The invisible railroad in Adams County (part 2)
[image error]The charter for a railroad in Adams County, Pennsylvania, was approved on February 18, 1836. The surveying of a route over the mountains and south into Maryland began. Gettysburg lawyer Thaddeus Steven’s less-than-transparent methods earned him lots of critics who were quick to point out that the Gettysburg Extension of the Pennsylvania Main Line did more to make contractors rich, create unnecessary jobs, and buy votes than it did to create a viable rail line.
The final route selected was very serpentine (it took 35 miles to travel 18 miles between Stevens’ Maria Furnace near Fairfield and the Main Line). Stevens’ critics dubbed the convoluted railroad, The Tapeworm. It apparently needed to be done this way to get over the mountain without the use of an inclined plane. Using the surveyed route, trains should have been able to pull 90 tons of freight up the mountain at 10 miles per hour without the use of an inclined plane.
Stevens was criticized that the twisting route was laid out to benefit his iron furnace. Hoch points out that Stevens owned three iron furnaces at different times. Two were in the Caledonia area, and one was near Fairfield. The Tapeworm route ran through the Maria Furnace property near Fairfield. However, that furnace ceased operation in 1837.

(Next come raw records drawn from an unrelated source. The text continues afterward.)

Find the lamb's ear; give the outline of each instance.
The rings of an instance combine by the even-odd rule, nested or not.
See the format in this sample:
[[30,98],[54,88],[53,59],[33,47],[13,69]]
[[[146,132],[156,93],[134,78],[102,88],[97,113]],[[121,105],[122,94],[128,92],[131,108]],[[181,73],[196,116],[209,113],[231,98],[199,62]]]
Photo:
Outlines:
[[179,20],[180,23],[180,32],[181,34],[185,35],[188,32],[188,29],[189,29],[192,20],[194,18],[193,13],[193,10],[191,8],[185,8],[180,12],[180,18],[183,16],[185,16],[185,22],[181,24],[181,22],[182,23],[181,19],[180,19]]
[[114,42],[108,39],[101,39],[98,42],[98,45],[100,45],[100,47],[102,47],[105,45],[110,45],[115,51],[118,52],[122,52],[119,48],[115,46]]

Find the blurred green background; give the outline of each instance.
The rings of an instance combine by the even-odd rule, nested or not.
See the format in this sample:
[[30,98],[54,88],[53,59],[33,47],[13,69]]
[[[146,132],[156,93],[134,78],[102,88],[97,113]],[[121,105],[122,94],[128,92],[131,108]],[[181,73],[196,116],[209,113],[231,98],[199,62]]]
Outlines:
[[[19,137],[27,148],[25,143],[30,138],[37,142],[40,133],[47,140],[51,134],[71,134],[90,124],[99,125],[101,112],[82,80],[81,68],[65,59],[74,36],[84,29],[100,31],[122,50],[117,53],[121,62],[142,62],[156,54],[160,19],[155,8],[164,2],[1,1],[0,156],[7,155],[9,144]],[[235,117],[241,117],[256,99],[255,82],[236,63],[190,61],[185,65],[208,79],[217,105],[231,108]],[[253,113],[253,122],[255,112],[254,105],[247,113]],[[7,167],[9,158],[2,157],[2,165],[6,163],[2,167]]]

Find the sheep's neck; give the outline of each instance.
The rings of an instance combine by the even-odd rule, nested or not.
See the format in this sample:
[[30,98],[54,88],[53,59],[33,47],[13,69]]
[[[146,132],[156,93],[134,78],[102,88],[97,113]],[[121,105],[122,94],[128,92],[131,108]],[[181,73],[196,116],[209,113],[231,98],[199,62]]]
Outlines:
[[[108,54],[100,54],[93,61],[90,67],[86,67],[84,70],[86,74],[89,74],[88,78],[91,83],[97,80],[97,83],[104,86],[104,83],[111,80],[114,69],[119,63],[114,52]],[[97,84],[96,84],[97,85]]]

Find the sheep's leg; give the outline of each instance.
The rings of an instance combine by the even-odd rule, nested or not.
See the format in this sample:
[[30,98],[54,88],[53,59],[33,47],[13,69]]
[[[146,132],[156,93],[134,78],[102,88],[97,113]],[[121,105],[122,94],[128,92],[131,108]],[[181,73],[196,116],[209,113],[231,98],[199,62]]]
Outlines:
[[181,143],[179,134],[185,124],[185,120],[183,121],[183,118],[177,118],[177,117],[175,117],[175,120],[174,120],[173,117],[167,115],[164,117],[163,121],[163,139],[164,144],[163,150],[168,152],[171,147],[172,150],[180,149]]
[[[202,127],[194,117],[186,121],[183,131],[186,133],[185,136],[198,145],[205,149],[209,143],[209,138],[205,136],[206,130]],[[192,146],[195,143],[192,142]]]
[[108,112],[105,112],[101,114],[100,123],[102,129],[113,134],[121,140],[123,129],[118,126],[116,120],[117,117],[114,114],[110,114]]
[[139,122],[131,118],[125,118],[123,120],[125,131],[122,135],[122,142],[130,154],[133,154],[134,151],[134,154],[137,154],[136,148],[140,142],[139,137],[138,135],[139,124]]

Bradley Hoch, author of Thaddeus Stevens in Gettysburg: The Making of an Abolitionist, says that Stevens would have benefitted from the railroad, but it would have been in the same way that any business near the track would have. Transportation costs would have been lowered for those businesses, and they would have become more competitive with other businesses that were located near transportation lines.
The end of the Tapeworm
In 1838, Democrats took control of the state legislature in a bitterly contested election that saw armed Democrats marching on the state house. Stevens found himself in the minority party and lost much of his support for the railroad.
“Laborers and masons picked up their tools and walked away from the Steven’s only partially built line, leaving embankments, cuts and fills, and bridges unfinished,” according to ExplorePAHistory.com.
Stevens, as a Canal Commissioner, had also authorized the government to spend much more than budgeted for the project. The 63-mile line had been estimated to cost $750,000 to survey and grade and $400,000 to lay track.
“Pennsylvania spent $750,000 on the initial miles of grading and never laid an inch of track,” Hoch said.
The final cost was $766,127 with very little to show for the expenditure.
When the property was offered for sale in 1842, no buyers came forward. It wasn’t until 1853 that the Western Maryland Railroad took over the property, and they didn’t do anything with it until 1885 when a line using much of the Tapeworm route was built to Ortanna and then Highfield, Maryland.
“I searched, but I could not find any evidence that any money changed hands when the Western Maryland Railroad took over the property,” Hoch said. “It looks like they may have been given it.”
Stevens eventually overcame the stain the Tapeworm had on his reputation. He was elected to Congress in 1849 where he began to earn a national reputation. However, even as a congressman, he was a consistent supporter of railroads.
The Underground Railroad and the Tapeworm
Although the Tapeworm Railroad was never built, Hoch said there is evidence that the graded route “may have acted as a trail or guide for the Underground Railroad.”
He was given a tour years ago of some of the houses that would have been near the Tapeworm had it been built. Inside these homes, he was shown hidden rooms where slaves traveling on the Underground Railroad could have hidden.
Today, there are still remnants of the railroad that can be seen in Adams County. Perhaps the best known is the McPherson Ridge railway cut, which was the location of some of the first day’s fighting during the Battle of Gettysburg. Other artifacts that remain are a single-arch bridge over Toms Creek near Iron Springs, a viaduct at Virginia Mills, a cut near Marsh Creek, a railbed near Willoughby Run, and the Seminary Ridge railway cut.